The family says it was told nothing else.
Over the next month, prison officials declined to alert Pugliese’s family or his
public defender to how he was doing or where the Pennsylvania native was
being treated out of security concerns.
They would later learn that Pugliese was suffering from “severe COVID
pneumonia,” according to a court document filed by his attorney in February,
and that Pugliese had been in the intensive care unit for more than a month and
was now on a ventilator.
By mid-February, Pugilese could no longer respond to verbal or tactile stimuli,
and medical staff described his condition as “‘extremely grave,’ with a 78%
likelihood of mortality,” wrote Quin Sorenson, the attorney.

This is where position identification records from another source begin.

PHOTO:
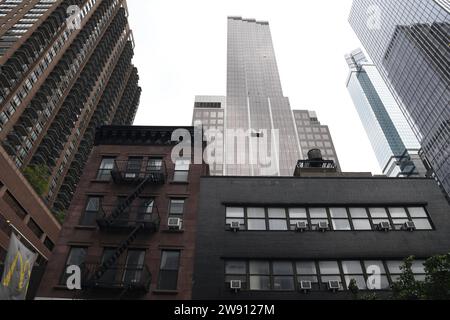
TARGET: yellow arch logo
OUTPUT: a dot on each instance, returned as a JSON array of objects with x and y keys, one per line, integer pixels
[{"x": 25, "y": 270}]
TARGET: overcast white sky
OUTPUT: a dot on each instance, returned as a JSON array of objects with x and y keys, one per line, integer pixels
[{"x": 181, "y": 52}]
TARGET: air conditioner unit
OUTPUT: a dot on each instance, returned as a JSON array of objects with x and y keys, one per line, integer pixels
[
  {"x": 306, "y": 286},
  {"x": 301, "y": 226},
  {"x": 130, "y": 175},
  {"x": 235, "y": 225},
  {"x": 236, "y": 285},
  {"x": 410, "y": 226},
  {"x": 174, "y": 223},
  {"x": 334, "y": 285},
  {"x": 384, "y": 226},
  {"x": 324, "y": 226}
]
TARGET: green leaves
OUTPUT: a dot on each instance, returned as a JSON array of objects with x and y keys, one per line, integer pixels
[
  {"x": 435, "y": 287},
  {"x": 38, "y": 176}
]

“The defendant, Dominick Pugliese, is dying,” Sorenson wrote to a judge on Feb.
12 as he sought to have Pugliese released from custody. A federal judge agreed
to the release that day.
“The Court does not find the ends of justice would be served by keeping
Defendant in custody and denying his family access to his whereabouts while
he undergoes serious illness,” U.S. District Judge Yvette Kane wrote. “The
severity of his condition suggests that at best he may be facing prolonged
hospitalization and rehabilitation.”
Pugliese was not that lucky.
He died from complications of the virus last week, his family said. The father of
six was 61 years old....
Death Watch: The BOP reports no new deaths. Inmate deaths remain at 225. Four of these inmates died while on home confinement. Staff fatalities remain at 4.